Kew Gardens botanists discover world's largest waterlily is new species

Researchers at London's Royal Botanical Gardens, Kew have discovered the largest waterlily in the world.

The new botanical discovery is in the genus Victoria, the famous giant waterlily genus named after Britain's Queen Victoria in 1852. Until now, there have only been two known species of giant waterlily; the new species makes it three.

Specimens of the new species, Victoria boliviana, have been sitting in Kew's Herbarium for 177 years and in the National Herbarium of Bolivia for 34 years. During this time, it was commonly believed to be Victoria amazonica.

However, after years of investigation, a team led by Kew's scientific and botanical research horticulturist Carlos Magdalena, freelance Kew botanical artist Lucy Smith, and biodiversity genomics researcher Natalia Przelomska, alongside partners from the National Herbarium of Bolivia, Santa Cruz de La Sierra Botanic Garden and La Rinconada Gardens, has finally been able to confirm it as a new scientific species.

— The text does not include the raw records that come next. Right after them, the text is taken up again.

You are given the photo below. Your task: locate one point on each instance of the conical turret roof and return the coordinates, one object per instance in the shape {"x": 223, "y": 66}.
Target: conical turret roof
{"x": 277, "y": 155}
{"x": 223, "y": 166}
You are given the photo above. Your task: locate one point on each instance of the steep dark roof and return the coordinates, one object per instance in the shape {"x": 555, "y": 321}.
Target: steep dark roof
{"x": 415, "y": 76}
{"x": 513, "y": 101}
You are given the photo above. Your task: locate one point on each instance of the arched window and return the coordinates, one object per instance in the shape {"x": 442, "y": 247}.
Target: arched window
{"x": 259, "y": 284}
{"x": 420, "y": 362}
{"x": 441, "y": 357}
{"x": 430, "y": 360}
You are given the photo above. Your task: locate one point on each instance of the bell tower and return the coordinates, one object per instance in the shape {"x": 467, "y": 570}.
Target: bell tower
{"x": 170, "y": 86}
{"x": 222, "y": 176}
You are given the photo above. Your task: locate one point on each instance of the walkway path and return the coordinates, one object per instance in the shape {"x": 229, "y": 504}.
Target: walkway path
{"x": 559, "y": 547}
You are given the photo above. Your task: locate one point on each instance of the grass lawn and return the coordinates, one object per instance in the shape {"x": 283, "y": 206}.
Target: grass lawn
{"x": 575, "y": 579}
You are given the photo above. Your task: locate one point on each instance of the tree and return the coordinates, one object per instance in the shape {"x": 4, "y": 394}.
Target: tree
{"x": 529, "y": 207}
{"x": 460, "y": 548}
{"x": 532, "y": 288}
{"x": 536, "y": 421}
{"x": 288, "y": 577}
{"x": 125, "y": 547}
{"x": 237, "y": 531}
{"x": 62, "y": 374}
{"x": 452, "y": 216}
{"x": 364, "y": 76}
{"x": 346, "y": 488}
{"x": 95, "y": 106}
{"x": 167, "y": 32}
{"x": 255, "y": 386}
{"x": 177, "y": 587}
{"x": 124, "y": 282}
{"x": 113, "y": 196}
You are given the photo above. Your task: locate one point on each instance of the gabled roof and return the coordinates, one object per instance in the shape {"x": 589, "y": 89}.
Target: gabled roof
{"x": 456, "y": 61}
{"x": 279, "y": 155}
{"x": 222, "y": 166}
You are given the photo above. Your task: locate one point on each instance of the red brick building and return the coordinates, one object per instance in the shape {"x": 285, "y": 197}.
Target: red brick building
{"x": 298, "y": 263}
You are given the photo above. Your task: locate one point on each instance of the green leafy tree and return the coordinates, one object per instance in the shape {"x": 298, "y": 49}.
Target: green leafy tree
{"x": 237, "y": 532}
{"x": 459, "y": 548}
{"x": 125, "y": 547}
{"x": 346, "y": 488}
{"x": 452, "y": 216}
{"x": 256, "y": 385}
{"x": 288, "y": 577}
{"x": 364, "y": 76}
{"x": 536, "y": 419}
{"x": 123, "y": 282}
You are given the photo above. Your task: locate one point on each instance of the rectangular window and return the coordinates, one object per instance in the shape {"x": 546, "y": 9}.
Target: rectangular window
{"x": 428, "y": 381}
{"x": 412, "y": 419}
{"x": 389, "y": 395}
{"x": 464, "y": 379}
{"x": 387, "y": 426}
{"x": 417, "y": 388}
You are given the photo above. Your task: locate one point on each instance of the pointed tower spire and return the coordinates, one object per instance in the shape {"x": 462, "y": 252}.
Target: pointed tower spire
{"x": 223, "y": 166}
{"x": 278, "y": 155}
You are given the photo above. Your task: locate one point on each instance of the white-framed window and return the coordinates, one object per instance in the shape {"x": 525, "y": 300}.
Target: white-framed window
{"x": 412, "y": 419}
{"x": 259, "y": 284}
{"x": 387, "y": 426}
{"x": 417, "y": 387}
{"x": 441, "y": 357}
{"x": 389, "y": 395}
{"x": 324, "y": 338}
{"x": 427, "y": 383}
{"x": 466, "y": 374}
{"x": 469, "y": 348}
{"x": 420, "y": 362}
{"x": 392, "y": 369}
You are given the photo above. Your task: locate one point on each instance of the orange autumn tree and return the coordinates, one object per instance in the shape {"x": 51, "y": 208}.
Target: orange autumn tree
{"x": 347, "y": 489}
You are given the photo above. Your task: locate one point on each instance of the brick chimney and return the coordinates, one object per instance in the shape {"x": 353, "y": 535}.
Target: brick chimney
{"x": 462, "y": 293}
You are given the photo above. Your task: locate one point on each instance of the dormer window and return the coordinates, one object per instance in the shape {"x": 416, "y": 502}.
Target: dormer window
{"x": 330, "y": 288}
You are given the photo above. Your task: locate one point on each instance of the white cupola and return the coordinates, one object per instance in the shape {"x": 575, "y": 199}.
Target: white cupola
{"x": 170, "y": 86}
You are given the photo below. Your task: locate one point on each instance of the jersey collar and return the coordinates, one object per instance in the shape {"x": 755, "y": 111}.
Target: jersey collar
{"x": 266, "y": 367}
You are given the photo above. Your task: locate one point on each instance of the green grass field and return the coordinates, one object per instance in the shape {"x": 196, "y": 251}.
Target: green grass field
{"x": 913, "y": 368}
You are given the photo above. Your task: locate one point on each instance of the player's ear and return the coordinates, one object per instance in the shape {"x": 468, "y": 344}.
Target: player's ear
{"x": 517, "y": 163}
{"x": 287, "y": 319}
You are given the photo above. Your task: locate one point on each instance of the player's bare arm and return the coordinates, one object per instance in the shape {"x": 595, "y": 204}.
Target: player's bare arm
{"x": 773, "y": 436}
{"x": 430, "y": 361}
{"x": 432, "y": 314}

With flowers that turn from white to pink and bearing spiny petioles, V. boliviana is now the largest waterlily in the world, with leaves growing as wide as three metres in the wild. After suspecting for years there was a third species in the Victoria genus, Magdalena, a world expert on waterlilies, began making enquiries to gardens in Bolivia. In 2016, Bolivian institutions Santa Cruz de La Sierra Botanic Garden and La Rinconada Gardens donated a collection of giant waterlily seeds from the suspected third species.

He then germinated and grew the seeds back at Kew, and while watching the waterlily grow side-by-side with the other two Victoria species, he knew immediately something was different. In 2019, he visited Bolivia to check out the waterlily for himself in the wild and was amazed.

"Ever since I first saw a picture of this plant online in 2006, I was convinced it was a new species," he explained. "Horticulturists know their plants closely; we are often able to recognise them at a glimpse. It was clear to me that this plant did not quite fit the description of either of the known Victoria species and therefore it had to be a third."

The new giant waterlily can now be seen in the Waterlily House and the Princess of Wales Conservatory at Kew Gardens.